Real-Time Face Recognition with YOLO & InsightFace

In so many movies, there’s a tired security guard sitting in a dark room, watching dozens of monitors. But what if an AI could watch those streams instead? An AI that could alert the guard when someone appears, warn if that person is unknown, and—if it’s a real person (not just a photo on a smartphone)—automatically capture high-quality pictures to build a profile.

What if this AI could track individuals as they move within a single camera's view, ensuring they are recognized consistently over time?

That’s the kind of system we wanted to build—not for production, but to see what’s possible using modern tools like YOLO and InsightFace.

👀 Why We Built It

Because we believe learning by doing is the best way to grow.

We weren’t aiming to ship a product or solve a client's problem.

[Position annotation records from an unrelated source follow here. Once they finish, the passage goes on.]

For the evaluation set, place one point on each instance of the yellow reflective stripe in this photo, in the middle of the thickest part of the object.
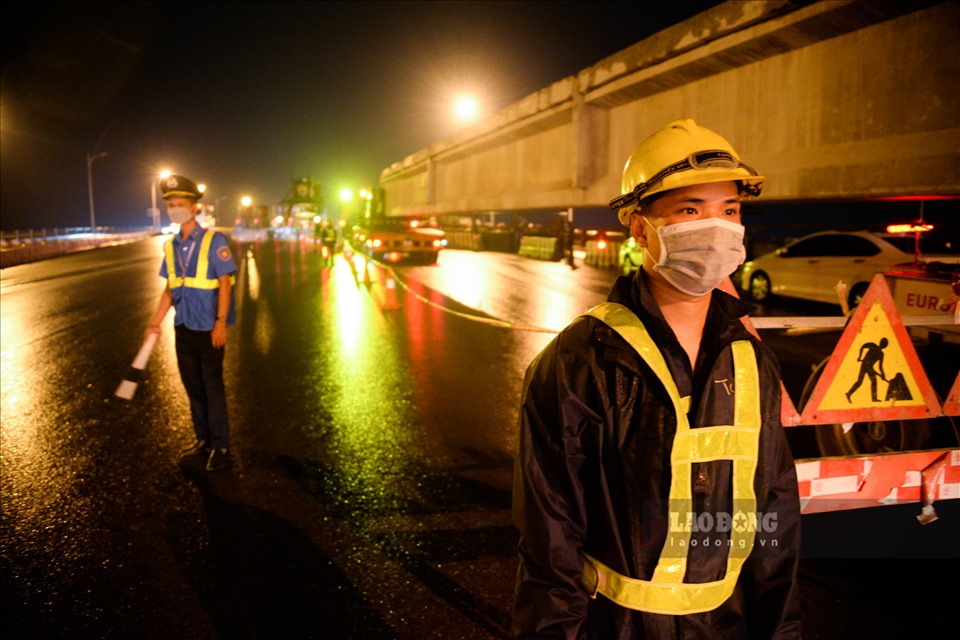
(746, 415)
(666, 592)
(628, 325)
(715, 443)
(173, 280)
(203, 262)
(659, 597)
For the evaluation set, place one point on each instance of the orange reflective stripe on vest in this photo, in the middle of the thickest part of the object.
(666, 592)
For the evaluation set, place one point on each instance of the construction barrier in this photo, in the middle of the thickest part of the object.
(602, 257)
(541, 248)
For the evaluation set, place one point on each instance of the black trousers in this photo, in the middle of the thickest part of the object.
(201, 369)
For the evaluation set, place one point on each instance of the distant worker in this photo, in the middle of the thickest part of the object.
(199, 270)
(871, 355)
(654, 489)
(328, 236)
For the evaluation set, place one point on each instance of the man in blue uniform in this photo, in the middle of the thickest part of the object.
(199, 270)
(655, 492)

We simply wanted to explore: What can modern face recognition models truly do in real-time? How far can we push the boundaries by combining powerful open-source tools?

This project grew out of that curiosity. What began as a playful experiment quickly turned into a complete processing pipeline—one that detects people, recognizes faces, verifies liveness through blink detection, tracks individuals within a stream, and even prunes its own memory to stay sharp.

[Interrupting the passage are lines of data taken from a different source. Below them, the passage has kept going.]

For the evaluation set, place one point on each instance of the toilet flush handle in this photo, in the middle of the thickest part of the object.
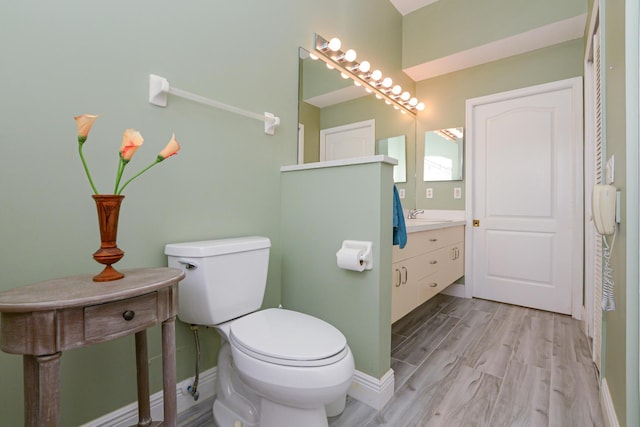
(188, 264)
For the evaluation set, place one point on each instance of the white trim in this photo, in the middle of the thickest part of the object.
(372, 391)
(575, 84)
(128, 415)
(300, 143)
(608, 411)
(548, 35)
(378, 158)
(455, 290)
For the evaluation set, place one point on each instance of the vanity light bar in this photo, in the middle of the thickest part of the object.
(362, 75)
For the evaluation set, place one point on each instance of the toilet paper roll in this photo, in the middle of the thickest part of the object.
(351, 259)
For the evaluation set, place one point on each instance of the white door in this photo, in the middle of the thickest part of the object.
(352, 140)
(526, 148)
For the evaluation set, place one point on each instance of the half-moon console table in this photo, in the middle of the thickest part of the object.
(41, 320)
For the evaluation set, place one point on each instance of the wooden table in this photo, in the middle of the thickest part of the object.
(41, 320)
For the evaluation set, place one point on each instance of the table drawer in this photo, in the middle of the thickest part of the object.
(117, 318)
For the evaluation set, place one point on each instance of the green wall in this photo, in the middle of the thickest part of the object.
(62, 59)
(349, 203)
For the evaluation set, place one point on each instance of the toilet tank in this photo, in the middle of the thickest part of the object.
(224, 279)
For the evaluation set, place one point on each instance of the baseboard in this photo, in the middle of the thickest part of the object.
(128, 415)
(608, 411)
(371, 391)
(455, 290)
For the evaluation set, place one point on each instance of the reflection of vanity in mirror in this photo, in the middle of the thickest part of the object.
(443, 154)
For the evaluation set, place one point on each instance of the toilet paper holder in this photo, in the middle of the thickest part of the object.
(366, 259)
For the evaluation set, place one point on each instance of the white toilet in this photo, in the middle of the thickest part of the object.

We built this as tech enthusiasts, eager to discover what's possible. The answer is: a lot.

Seriously—give it a try. Just keep in mind: this is a proof of concept, not production-ready software.

And yes, to save time, we made extensive use of AI-assisted coding, so don’t blame only us for any mistakes or things we could’ve done better. 😉

🚀 Complete Code on GitHub

Workin code and detailed documentation are available open-source

View Repository

🔧 How It Works: The Pipeline

At a high level, here’s what happens under the hood:
1. Video Input: The system connects to RTSP streams or local video files using OpenCV.
2. Person Detection with YOLO: Each frame is analyzed with a YOLOv8 model to find people.
3. Face Analysis with InsightFace: For each person detected, faces are located, and key features (embeddings and landmarks) are extracted.
4. Face Recognition: The facial embedding is compared to a database of known profiles using cosine similarity.
5. Liveness Detection: A custom blink detection mechanism, based on the Eye Aspect Ratio (EAR), is used to prevent simple spoofing attacks (like holding up a photo).
6. Automatic Profile Management: New profiles are created for unknown individuals who pass the liveness check. Existing profiles are continuously refined with new, high-quality face samples.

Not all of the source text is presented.